Così compresi, rimettendomi in cammino e riabbracciando i miei Fratelli, che rividi quella stessa notte, che il sentiero lungo la montagna era solo un posto come un altro dove si poteva decidere di vivere, che sembrava austero e inospitale ma che conservava una bellezza ed un silenzio incommensurabili svelati solo agli occhi di chi sa Guardare, e che il raggiungere la vetta veloci veloci, per poi ritornare a casa al sicuro ed al caldo, era solo un'illusione, che non mi avrebbe permesso di gustare anche il cammino, ed il tutto e d il durante ed i fiori lungo il sentiero timidi che andavano cercati con pazienza con numerose deviazioni, ed i silenzi in certi posti che non si sarebbero percepiti se non con numerose soste in luoghi che non sembravano adatti, e gustare i punti panoramici e le marmotte e gli echi e le fonti d'acqua ed i caprioli che non si trovavano sul sentiero ma magari più in là, in posti scomodi da raggiungere... Insomma, ora Vedevo, seguivo la mia Guida fiducioso lungo il crinale aspettando solo la deviazione dalla via che mi sembrava quella più giusta solo perché la ritenevo più veloce e diretta verso la vetta. Ma era sbagliato vederla così la montagna, perché lei non esisteva in funzione della Vetta ne poteva questa essere lo scopo primo dell'escursione, la vetta era solo un altro punto qualsiasi lungo la montagna che si poteva raggiungere anche in elicottero. Esisteva invece la montagna nella sua interezza, che andava scoperta a piedi, conosciuta e vissuta, camminandola in lungo ed in largo, pazientemente. Ora aspettavo le deviazioni perché avevo imparato che non esisteva una vetta ma solo la vita, avevo imparato ad Osservare cosa si nascondeva e cosa si andava Cercando tra tutti quei passi che sembravano solo in più, solo una fatica aggiuntiva.

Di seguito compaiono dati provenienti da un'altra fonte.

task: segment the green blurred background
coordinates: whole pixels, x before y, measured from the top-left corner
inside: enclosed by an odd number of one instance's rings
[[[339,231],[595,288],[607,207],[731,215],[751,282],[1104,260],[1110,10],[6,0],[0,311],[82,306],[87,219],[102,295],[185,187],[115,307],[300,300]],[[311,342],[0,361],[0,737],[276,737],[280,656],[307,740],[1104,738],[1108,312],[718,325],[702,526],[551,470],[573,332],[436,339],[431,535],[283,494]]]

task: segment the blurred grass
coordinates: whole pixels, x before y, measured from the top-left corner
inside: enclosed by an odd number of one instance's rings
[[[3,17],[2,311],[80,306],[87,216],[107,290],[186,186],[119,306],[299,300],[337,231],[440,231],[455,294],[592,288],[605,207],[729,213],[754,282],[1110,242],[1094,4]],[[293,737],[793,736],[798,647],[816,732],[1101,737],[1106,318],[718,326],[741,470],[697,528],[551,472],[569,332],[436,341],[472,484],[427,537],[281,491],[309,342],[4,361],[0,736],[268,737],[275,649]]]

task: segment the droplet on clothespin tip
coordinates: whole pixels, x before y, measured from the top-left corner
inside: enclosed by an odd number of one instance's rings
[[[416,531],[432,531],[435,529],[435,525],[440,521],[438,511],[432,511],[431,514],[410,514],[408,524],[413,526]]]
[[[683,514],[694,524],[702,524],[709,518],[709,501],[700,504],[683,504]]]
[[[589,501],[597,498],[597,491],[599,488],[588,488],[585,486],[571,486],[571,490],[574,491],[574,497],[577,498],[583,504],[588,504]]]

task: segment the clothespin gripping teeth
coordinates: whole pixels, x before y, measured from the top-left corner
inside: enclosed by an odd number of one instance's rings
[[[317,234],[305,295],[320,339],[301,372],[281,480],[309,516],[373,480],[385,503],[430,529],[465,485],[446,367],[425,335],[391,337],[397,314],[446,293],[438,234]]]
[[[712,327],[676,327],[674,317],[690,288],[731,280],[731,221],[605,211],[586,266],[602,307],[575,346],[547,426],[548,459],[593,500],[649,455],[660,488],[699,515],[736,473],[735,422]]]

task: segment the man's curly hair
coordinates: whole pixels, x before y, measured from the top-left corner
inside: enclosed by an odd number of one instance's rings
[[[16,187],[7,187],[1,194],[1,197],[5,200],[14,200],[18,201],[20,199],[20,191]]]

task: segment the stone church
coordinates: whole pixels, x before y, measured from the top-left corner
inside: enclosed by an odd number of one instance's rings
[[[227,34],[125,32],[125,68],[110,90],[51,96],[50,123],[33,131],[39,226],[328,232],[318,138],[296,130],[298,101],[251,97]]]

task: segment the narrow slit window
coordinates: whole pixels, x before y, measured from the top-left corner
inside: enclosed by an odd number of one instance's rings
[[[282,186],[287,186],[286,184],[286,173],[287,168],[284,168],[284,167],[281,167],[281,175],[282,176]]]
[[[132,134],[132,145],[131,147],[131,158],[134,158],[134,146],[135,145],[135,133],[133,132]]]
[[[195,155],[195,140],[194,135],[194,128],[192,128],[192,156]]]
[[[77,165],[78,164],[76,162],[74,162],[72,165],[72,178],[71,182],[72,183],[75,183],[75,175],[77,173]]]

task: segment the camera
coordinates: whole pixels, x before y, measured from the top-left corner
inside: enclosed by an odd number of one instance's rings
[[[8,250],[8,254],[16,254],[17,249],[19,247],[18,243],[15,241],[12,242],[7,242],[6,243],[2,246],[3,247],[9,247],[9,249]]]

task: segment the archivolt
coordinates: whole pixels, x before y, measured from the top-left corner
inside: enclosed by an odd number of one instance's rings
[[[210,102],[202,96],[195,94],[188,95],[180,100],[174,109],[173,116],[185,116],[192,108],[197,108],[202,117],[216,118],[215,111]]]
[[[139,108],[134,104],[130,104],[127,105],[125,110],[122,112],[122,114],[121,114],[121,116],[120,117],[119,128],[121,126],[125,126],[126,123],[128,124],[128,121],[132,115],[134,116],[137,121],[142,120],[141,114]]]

Non erano più fatiche aggiuntive ed inutili, si erano svelate invece fatiche necessarie, non più sofferte e respinte, ma semplicemente Esistenti per godere di ciò che non si mostrava lungo il sentiero principale ma si nascondeva Celato, dove occorreva Osservare per Vedere, Camminare per Raggiungere.

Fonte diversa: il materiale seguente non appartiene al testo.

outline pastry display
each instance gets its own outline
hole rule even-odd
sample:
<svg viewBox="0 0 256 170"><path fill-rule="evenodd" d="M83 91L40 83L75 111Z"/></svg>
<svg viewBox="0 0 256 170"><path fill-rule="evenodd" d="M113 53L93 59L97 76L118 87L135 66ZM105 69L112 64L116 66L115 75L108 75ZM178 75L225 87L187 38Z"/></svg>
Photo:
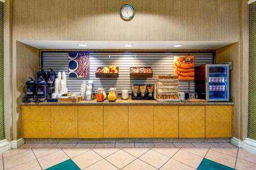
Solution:
<svg viewBox="0 0 256 170"><path fill-rule="evenodd" d="M152 93L154 91L154 85L153 84L148 85L146 86L146 89L147 90L147 92L148 93L148 96L150 97L152 97Z"/></svg>
<svg viewBox="0 0 256 170"><path fill-rule="evenodd" d="M152 70L150 68L145 67L131 67L131 73L151 73Z"/></svg>
<svg viewBox="0 0 256 170"><path fill-rule="evenodd" d="M141 96L145 96L145 92L146 92L146 85L145 84L141 84L140 85L140 91L141 94Z"/></svg>
<svg viewBox="0 0 256 170"><path fill-rule="evenodd" d="M179 92L179 81L177 76L157 76L158 81L156 83L155 99L159 102L180 101Z"/></svg>
<svg viewBox="0 0 256 170"><path fill-rule="evenodd" d="M195 56L188 56L175 59L174 75L179 80L195 80Z"/></svg>
<svg viewBox="0 0 256 170"><path fill-rule="evenodd" d="M134 84L132 86L132 88L133 89L133 95L135 96L137 96L137 95L138 94L138 91L139 91L139 85Z"/></svg>
<svg viewBox="0 0 256 170"><path fill-rule="evenodd" d="M98 68L96 73L118 73L118 70L115 66L110 66L109 67L102 67Z"/></svg>

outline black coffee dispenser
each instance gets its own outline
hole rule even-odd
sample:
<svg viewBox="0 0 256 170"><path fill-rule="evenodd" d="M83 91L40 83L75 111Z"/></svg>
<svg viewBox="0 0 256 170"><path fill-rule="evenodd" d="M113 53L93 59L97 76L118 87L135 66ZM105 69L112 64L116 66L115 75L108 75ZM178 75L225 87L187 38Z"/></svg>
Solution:
<svg viewBox="0 0 256 170"><path fill-rule="evenodd" d="M42 76L40 76L36 82L36 96L44 98L47 92L47 84Z"/></svg>
<svg viewBox="0 0 256 170"><path fill-rule="evenodd" d="M30 80L27 81L26 82L27 86L27 96L29 98L34 98L36 93L36 82L33 78L31 77L29 78Z"/></svg>

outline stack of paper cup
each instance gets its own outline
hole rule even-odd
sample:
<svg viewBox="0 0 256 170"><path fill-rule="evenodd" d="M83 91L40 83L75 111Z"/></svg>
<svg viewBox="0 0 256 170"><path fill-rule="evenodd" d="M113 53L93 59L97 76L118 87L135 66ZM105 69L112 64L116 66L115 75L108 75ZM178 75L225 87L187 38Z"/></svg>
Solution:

Si godeva così il Cammino fino in fondo, e si scopriva la montagna nella sua interezza, si placava la Sete di silenzi e si appagava quella passione che mi era nata dentro la mia Anima, nel suo profondo.
Muovevo così i miei passi senza più alcun un dubbio.
In quell'istante mi svegliai come da un sogno e capii che la vera montagna la stavo scalando dentro al mio Cuore e che mi ritrovavo ancora a quel fatidico bivio, quella stessa notte nebbiosa, e che avevo scelto invece di Seguire la Via, e che percepivo delle voci sempre più forti quasi da spaccarmi le orecchie, e poi vidi finalmente i miei compagni e la mia Guida che mi mettevano in allerta da pochi metri più in là comparendo tra la nebbia urlandomi di non perdermi, come se fossi un sordo.